Dates extrêmes : 1789-1956

Importance matérielle : plus d'un millier de m.l. (environ 14000 articles)

Condition d’accès : librement communicables pour les dossiers de naturalisation (dossiers ouverts depuis plus de soixante ans) sous réserve qu’ils ne contiennent pas de pièces de moins de trente ans d’âge (arrêté du 11 juin 1998) et sous réserve des restrictions apportées par l’état matériel des documents. Tous les autres dossiers sont librement communicables sous réserve des restrictions apportées par l’état matériel des documents.

Noms des producteurs : Ministère de la Justice, division (puis direction) des affaires civiles et du sceau

Histoire des producteurs : abolie par la Révolution, l’ancienne juridiction gracieuse du Roi est rétablie au profit de Napoléon. Le service du sceau et ses archives remontent à ce rétablissement. En l’an XII est constituée au ministère de la Justice une division des grâces qui, outre les décisions de grâces en faveur des condamnés, a dans ses attributions les dispenses pour mariage, les dispenses de représentation du diplôme de licencié en droit, l’établissement des étrangers en France. En 1809, la division des grâces disparaît : la division criminelle reçoit dans ses attributions les recours en grâce des condamnés et un bureau de la division civile traite désormais des affaires relatives aux naturalisations, admissions à domicile, service et naturalisations à l’étranger, dispenses pour mariages, changements de noms. Indépendamment du ministère de la Justice, est créée en 1808 l’autre institution à l’origine du service du sceau : le Conseil du sceau des titres (majorats, titres, lettres patentes, armoiries, dotations) qui devient la commission du sceau sous la Restauration. Cette dernière fusionne avec le ministère de la Justice en 1830 (ordonnance du 31 octobre 1830 et arrêté du ministère de la Justice du 17 août 1832) : la commission du sceau est supprimée et ses bureaux sont rattachés à la division des affaires civiles du ministère de la Justice qui prend alors le nom de division (plus tard direction) des affaires civiles et du sceau.

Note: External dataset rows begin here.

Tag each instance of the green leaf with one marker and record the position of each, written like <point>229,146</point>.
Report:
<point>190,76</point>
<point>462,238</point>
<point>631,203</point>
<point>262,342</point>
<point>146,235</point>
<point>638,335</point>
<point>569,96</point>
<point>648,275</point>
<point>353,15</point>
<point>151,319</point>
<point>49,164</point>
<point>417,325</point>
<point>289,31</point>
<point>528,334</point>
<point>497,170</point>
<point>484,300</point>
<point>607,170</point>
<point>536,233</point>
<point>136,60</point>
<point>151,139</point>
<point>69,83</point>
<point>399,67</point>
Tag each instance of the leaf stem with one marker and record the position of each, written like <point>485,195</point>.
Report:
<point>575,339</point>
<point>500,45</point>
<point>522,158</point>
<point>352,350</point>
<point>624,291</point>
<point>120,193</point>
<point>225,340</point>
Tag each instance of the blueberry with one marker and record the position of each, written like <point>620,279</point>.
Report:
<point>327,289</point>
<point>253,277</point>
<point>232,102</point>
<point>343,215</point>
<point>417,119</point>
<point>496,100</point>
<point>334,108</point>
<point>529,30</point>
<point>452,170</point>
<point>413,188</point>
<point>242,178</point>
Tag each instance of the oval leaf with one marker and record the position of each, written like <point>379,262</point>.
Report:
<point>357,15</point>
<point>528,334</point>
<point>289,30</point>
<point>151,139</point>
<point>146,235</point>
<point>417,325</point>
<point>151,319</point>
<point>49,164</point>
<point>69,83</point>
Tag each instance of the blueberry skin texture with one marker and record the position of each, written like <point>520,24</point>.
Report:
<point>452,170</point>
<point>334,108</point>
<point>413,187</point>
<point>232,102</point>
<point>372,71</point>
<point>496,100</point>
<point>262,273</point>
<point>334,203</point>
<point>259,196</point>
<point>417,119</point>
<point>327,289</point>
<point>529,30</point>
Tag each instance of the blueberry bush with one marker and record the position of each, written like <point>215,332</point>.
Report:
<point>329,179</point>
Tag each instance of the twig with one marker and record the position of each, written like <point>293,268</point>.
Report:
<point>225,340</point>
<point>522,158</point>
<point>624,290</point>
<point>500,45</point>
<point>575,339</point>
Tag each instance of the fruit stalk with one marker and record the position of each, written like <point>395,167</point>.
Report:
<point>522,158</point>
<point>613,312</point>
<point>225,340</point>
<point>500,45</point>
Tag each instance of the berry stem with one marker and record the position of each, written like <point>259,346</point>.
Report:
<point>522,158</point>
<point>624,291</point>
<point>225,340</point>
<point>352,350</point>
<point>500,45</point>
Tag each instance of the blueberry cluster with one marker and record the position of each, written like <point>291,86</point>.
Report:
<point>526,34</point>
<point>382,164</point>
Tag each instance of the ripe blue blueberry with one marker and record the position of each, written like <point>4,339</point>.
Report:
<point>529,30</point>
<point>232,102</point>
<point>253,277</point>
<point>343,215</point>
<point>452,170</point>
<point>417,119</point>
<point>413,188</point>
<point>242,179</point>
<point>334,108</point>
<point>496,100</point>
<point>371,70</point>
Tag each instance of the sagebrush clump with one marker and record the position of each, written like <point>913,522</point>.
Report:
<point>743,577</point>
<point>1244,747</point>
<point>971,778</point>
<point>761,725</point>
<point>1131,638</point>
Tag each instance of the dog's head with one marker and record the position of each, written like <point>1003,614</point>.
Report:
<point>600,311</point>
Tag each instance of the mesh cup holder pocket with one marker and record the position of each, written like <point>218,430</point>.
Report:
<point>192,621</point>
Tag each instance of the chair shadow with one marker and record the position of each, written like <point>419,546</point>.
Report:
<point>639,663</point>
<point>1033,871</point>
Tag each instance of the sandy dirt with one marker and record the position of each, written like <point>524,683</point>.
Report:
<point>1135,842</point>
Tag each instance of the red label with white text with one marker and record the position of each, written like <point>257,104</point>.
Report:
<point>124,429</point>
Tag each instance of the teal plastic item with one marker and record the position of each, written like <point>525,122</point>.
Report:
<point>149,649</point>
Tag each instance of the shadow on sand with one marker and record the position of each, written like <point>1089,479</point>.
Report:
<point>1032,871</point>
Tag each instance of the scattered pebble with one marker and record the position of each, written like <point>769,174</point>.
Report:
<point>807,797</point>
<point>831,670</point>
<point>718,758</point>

Histoire de la conservation : destinée d'abord à conserver les dossiers de la division civile du ministère de la Justice relatifs aux naturalisations, aux autorisations données à des Français d'entrer ou de rester au service de puissances étrangères et aux fixations de domicile en France, la sous-série BB/11 a reçu aussi ensuite les dossiers concernant les changements de noms (à partir des dossiers de l'année 1821) et les dispenses pour mariages (à partir des dossiers de l'année 1860), on en reparlera (BB/12 et suivants) ainsi que les successions aux titres et aux majorats lorsque la division civile a fusionné avec la commission du sceau pour devenir la division (puis direction) des affaires civiles et du sceau (1832).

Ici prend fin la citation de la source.